Besides Mars, a research conducted by The Economist Intelligence Unit (EIU) showed that developing environmentally safer products is a top R&D priority​ for Asia’s food leaders.

Countries wise, environmentally safer packaging is of greatest concern for India, Indonesia, and Thailand in Asia.

Consumers’ role

Meanwhile, a multi-stakeholder approach, including the involvement of consumers, is needed to drive the developing of recycling product packaging.

“Consumers are getting more informed and engaged when it comes to issues relating to our planet and increasingly getting more educated on the plastics issue.
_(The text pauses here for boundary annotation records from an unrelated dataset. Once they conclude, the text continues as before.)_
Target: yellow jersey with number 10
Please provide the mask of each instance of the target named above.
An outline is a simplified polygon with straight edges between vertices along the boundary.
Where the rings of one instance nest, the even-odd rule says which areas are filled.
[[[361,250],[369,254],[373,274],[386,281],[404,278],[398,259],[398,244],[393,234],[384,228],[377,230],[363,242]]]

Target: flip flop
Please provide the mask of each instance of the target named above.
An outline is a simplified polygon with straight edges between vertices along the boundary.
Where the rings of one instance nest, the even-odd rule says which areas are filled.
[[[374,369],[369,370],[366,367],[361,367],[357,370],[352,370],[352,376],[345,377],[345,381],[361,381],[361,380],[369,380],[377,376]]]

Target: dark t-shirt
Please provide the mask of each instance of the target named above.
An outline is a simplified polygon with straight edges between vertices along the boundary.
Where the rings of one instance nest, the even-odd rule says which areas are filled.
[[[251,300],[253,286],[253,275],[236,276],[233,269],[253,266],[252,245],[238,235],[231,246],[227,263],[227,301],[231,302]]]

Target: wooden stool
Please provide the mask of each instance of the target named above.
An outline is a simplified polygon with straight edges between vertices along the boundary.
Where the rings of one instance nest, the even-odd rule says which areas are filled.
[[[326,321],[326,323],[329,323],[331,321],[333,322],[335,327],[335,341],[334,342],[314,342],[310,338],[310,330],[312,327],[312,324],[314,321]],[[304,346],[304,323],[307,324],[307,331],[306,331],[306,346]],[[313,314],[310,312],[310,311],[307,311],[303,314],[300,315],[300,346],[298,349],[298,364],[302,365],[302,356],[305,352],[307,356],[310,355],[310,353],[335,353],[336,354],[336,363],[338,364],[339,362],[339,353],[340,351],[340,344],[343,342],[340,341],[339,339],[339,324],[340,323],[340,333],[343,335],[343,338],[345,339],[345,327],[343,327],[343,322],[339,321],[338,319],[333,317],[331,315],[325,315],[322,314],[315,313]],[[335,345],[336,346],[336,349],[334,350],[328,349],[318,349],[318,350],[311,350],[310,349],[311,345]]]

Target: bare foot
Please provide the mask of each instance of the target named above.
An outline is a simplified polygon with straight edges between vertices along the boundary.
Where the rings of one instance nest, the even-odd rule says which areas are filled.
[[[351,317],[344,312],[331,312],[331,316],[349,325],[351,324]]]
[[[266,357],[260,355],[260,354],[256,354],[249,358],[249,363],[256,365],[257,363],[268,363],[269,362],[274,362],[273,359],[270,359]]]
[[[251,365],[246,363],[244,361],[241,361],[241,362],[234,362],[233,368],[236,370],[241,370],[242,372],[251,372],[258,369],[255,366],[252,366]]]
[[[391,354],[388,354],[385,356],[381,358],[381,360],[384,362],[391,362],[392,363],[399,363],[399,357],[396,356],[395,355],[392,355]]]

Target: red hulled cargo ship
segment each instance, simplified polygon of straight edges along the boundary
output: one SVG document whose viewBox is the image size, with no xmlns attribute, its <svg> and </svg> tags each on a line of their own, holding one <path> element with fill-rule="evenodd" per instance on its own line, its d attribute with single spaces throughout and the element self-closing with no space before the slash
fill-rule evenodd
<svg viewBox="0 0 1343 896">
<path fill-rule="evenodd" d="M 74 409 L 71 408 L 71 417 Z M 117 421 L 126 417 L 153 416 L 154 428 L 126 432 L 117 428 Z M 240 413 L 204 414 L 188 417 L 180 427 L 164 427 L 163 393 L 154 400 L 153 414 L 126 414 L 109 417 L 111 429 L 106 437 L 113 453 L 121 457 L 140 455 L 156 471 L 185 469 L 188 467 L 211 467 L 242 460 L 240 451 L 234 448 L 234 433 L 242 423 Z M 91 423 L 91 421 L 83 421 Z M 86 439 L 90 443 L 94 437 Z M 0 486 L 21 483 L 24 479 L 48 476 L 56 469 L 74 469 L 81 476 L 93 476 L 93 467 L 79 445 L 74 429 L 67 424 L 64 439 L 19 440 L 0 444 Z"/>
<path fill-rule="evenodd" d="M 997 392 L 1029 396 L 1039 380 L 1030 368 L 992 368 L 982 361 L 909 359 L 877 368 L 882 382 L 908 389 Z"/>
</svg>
We see that this trend will only increase with time,” ​Kiu said.

“We believe that this issue is a shared responsibility that requires multi-stakeholder solutions. Consumers too have a part to play by responsibly disposing used packaging responsibly.”

One of the latest initiative is Loop, a first-of-its-kind shopping system designed to help consumers “responsibly consume a variety of products in customised, brand-specific durable packaging that is then collected, cleaned, refilled and reused.”

The initiative was announced at the World Economic Forum in Davos this year, with over 250 consumer goods companies partnering with TerraCycle to change the world’s reliance on single use packaging.